Journalists, Activists and Businesses
Several hundred people are said to have been questioned in the intervening period between the Pulwama Attack, on 14 February this year, and the government’s decision to effectively abrogate Article 370 on 5 August.
Besides the police, the agencies involved include the National Investigation Agency, the Enforcement Directorate and the Income Tax department.
In some cases, the inquiries were of a nature that hasn’t been seen in the Valley before. Several activists in Srinagar said that security personnel came into their homes or offices and noted down GPS coordinates, besides asking questions.
The tracking of journalists reporting from the Valley is also said to have been increased. Urdu publications and the largest English daily Greater Kashmir was a particular point of focus.

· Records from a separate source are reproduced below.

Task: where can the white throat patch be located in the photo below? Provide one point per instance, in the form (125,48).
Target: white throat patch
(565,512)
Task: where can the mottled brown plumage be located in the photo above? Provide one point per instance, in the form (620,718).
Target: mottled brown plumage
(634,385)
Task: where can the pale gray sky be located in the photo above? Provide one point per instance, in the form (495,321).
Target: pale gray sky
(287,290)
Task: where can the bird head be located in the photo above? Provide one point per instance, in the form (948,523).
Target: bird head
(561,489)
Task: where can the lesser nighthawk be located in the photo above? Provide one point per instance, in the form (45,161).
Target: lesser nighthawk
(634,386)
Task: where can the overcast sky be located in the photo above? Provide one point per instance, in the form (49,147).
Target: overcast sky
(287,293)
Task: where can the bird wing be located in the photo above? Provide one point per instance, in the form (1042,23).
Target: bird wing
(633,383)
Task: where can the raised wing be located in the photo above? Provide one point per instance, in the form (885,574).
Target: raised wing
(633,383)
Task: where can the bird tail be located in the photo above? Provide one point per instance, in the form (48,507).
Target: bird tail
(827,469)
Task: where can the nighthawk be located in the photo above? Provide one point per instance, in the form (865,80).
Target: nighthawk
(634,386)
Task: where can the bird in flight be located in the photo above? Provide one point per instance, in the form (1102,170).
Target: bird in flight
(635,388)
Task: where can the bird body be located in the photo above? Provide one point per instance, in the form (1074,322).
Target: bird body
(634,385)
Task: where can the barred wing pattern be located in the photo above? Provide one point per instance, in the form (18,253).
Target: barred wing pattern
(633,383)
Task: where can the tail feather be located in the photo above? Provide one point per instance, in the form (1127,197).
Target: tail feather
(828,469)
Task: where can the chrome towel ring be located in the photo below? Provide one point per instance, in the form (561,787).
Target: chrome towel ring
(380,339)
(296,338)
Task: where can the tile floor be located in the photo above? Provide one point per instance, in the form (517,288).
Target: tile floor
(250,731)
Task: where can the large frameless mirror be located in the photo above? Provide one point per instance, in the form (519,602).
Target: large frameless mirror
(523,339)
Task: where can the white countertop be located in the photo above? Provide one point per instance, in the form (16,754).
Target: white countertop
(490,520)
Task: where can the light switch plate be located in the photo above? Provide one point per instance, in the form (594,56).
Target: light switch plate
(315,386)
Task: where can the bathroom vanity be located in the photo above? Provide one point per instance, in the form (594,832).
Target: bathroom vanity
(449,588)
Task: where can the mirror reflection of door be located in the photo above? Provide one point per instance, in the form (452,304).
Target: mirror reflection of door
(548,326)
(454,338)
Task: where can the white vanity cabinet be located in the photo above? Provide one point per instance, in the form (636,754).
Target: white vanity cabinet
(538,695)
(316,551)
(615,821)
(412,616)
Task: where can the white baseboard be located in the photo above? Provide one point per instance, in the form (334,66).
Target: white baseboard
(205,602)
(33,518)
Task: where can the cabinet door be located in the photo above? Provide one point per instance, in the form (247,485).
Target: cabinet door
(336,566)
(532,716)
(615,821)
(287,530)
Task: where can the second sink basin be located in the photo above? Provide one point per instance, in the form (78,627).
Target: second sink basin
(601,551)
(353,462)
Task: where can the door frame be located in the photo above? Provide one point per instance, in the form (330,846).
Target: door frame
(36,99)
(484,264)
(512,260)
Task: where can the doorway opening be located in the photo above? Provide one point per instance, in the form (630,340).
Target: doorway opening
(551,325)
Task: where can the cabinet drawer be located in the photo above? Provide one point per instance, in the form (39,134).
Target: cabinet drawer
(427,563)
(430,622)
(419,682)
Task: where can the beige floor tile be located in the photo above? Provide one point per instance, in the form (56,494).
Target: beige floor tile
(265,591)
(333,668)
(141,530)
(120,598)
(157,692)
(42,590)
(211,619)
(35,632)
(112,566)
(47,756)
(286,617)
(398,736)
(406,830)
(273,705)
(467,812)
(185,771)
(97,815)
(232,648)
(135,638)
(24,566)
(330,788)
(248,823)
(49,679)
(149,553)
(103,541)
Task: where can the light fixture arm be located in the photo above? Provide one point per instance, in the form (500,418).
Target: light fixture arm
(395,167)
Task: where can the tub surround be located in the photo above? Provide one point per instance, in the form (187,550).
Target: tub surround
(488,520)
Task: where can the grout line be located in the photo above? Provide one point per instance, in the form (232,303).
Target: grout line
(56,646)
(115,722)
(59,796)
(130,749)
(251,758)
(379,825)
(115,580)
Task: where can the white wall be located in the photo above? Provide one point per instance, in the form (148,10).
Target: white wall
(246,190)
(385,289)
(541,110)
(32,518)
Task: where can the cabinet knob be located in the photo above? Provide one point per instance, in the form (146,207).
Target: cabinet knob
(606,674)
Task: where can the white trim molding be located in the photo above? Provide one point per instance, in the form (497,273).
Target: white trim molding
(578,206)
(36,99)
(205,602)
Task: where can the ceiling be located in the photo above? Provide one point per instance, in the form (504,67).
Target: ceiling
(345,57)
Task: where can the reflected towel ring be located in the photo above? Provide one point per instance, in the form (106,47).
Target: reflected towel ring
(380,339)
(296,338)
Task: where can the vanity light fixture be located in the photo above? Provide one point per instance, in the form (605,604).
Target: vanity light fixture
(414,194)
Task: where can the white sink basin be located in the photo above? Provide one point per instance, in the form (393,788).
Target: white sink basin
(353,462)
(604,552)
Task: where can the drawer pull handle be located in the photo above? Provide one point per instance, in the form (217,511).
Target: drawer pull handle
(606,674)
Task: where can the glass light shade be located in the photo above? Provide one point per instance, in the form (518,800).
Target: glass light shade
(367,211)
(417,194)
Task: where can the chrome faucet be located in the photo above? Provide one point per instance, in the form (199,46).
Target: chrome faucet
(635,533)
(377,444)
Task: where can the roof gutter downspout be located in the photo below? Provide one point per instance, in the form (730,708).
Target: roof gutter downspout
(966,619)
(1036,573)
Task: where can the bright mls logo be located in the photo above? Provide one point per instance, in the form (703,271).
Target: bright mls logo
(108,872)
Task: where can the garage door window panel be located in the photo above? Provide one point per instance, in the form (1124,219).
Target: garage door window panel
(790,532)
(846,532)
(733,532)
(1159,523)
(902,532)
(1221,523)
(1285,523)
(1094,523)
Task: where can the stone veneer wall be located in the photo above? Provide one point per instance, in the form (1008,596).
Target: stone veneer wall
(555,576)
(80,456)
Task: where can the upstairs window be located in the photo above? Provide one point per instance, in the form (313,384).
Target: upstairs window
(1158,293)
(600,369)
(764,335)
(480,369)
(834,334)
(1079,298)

Fayaz Kaloo, the owner of Greater Kashmir and its sister concern Kashmir Uzma, was questioned by the NIA for six days in July – less than a month before the government’s decision.
Earlier this week, Irfan Amin a Tral-based reporter with Greater Kashmir, is said to have been detained by security forces.
Stone-Pelters and Protestors
In the last one year, the security forces are also said to have prepared an area-wise list of young men and boys who had taken part in protests and stone-pelting in the past.
In the first week of August, Lieutenant General KJS Dhillon, the commander of 15th Corp, said that according to an ‘in-house analysis’ by security forces, “83 percent of the boys who picked up the gun in the past 18 months, have a history of stone-pelting,” as per a Greater Kashmir report.
In the last 10 days, several youths – many of them minors – are said to have been picked up by the security forces. The fact-finding team of activists Jean Dreze, Kavita Krishnan, Maimoona Mollah and others have also accused the security forces of detaining children.
They have documented a video of a child who claims to have been picked up by security forces and alleges that there were 10-12 other children with him.
The Big Picture
These are only parts of what seems to have been a much more complex exercise. What is clear is that the larger aim of the government has been to map out the Kashmiri society into different units and identify points of possible resistance.
Referring specifically to Srinagar, a report in The Caravan said, “The city had been parcelled out into small manageable blocks, cordoned off from all sides. The strategy was devised by either an American consultancy or Israeli army contractors, according to the security-analyst community grapevine. A huge team of officials from the National Technical Research Organisation, who were stationed at Srinagar’s Gupkar road and Church Lane, had set up a massive surveillance network, including drones.”
The report quotes a university professor as saying: “We have never seen anything like this... It has been smart and sophisticated. They have remapped the Srinagar roadmap for its residents in what seemed like a psychological drill.”
The big picture here is that the government seems to be viewing Kashmiris as a population that needs to be mapped out into manageable units and then controlled.
This is the thinking behind the massive crackdown in the Valley – the blocking of means of communication, detention of political leaders, curbs on the media and the large scale surveillance. The area-wise phasing out of the restrictions is also likely to be informed by the data gathered by the government.